The Phantom of the Opera
A few years ago we saw The Phantom of the Opera as part of the Broadway Series at Clowes Hall at Butler University in Indianapolis. Although I enjoyed the experience of seeing the stage play, I wasn't completely thrilled with the play itself. The music was just okay, and in an operatic play, the music is rather important. I also couldn't understand the lyrics very well, and in an operatic play, the lyrics are rather important. So I didn't enjoy the music and I didn't understand the story.
Brigid, however, loved Phantom. She insisted on buying the soundtrack, Highlights from the Phantom of the Opera, which featured Michael Crawford and Sarah Brightman. She also got the piano music book and can play several pieces. She plays the Phantom theme on her keyboard using the organ setting, rather than on the piano though. Sounds very cool. As a result, I have listened to the Phantom music quite a bit over the past few years, and the music has grown on me. I can't say it's among my favorite music, but at least it doesn't make my ears bleed.
When we first saw a trailer for the movie version, Brigid was excited, and naturally has been looking forward to seeing it. So today Ron, Brigid, and I saw the movie.
I enjoyed Emma Rossum as Christine, and I prefer her voice over Sarah Brightman's. Gerard Butler, as the Phantom, didn't suck, but he's no Michael Crawford. I was better able to understand the lyrics in the movie than in the stage production we saw, and so I understood the story better. I thought the love triangle was stronger in the film. Being able to actually see the actors' faces really helped. The movie was a faithful representation of the stage play. A few sets in the movie seemed to be lifted directly from the stage, particularly the scene for "Masquerade." Overall, however, the movie—like the play—was just okay.
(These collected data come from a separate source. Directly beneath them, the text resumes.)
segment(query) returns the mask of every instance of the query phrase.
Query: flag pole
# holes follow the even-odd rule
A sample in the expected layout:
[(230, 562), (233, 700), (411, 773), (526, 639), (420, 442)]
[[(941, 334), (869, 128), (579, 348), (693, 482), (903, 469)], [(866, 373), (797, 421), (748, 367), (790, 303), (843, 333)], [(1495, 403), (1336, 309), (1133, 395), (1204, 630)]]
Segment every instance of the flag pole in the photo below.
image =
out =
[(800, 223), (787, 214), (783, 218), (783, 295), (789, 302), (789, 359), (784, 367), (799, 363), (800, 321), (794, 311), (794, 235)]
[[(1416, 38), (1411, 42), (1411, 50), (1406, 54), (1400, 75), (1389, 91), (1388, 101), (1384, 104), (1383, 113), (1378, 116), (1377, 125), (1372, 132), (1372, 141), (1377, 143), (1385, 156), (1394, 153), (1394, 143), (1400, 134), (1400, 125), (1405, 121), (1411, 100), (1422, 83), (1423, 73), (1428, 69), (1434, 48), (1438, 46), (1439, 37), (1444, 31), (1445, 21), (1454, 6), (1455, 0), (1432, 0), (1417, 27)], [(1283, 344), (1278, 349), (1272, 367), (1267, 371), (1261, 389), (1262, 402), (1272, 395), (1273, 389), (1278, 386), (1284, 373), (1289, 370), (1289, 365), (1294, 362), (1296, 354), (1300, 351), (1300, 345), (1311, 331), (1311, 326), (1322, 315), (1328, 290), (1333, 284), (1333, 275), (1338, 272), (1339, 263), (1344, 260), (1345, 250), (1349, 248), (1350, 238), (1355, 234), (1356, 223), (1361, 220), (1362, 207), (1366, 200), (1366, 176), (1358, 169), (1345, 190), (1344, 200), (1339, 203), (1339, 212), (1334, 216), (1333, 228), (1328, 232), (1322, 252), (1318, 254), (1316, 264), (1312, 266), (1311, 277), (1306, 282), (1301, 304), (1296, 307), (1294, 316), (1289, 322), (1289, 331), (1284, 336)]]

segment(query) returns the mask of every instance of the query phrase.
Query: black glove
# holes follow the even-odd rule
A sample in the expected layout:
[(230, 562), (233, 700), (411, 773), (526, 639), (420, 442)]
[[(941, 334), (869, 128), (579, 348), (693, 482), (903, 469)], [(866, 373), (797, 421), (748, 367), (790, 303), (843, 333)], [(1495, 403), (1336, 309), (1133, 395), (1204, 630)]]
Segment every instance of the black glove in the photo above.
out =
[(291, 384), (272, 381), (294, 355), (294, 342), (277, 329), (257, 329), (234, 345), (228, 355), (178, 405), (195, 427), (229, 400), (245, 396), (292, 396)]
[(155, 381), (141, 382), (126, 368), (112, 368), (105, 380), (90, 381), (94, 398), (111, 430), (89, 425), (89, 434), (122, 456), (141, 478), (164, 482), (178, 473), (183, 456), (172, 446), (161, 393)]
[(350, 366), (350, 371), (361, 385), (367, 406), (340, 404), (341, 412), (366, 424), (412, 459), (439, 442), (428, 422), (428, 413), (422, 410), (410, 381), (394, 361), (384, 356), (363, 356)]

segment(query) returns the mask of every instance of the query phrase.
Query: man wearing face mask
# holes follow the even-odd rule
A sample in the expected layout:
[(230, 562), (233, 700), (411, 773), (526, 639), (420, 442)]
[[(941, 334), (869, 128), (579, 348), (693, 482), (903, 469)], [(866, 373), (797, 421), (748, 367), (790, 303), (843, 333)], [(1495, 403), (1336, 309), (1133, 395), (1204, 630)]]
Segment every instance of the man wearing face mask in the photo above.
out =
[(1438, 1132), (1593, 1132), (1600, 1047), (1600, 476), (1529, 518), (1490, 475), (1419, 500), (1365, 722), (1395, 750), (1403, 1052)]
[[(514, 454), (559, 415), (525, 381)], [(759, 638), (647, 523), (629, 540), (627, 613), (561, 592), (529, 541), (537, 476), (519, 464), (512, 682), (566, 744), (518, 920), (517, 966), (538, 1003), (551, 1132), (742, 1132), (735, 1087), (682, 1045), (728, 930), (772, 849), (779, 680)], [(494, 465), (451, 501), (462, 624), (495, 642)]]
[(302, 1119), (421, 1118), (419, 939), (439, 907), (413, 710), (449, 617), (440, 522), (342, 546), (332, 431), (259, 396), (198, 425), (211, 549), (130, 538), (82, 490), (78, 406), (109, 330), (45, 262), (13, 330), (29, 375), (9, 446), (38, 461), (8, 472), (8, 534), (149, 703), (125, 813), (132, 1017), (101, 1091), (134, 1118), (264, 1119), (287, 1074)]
Brigid thought the movie was disappointing. She enjoyed the music for the most part, but she absolutely hated Gerard Butler. She knew he had a tough role, trying to follow in Crawford's footsteps as the Phantom, and so she said she tried to keep an open mind about Butler's performance. But according to Brigid, he didn't even sing tenor properly. For example, in one bit he started an octave lower than he should have, which made her mad, then he moved to the proper octave, which also made her mad because that part was supposed to be all in one octave. Yeah. Well, Brigid has taken piano lessons for about nine years and is in her third year of choir at school, whereas I play the kazoo, so she has a bit on me, musically speaking.
Brigid also pointed out a major difficulty of turning the play into a movie: In the play, people often just stand around and sing a song, and it's fine because it's a stage play. But a movie needs action, so in one scene, for example, Christine sings while she walks ve-e-e-e-ery slo-o-o-o-owly through a graveyard toward her father's grave. In the stage version, she merely stands before her father's grave and sings the whole song there. The graveyard in the movie is beautiful, full of low smoky fog, evocative statuary, and dark atmospheric tree branches, but before long I was paying more attention to the cool statues, trying to decide which would look best in my backyard rock garden. A scene loses its emotional punch when it causes you to begin shopping!
Overall, we were happy we saw the movie. We couldn't not see it. For a good take on the movie and the play, read Roger Ebert's review.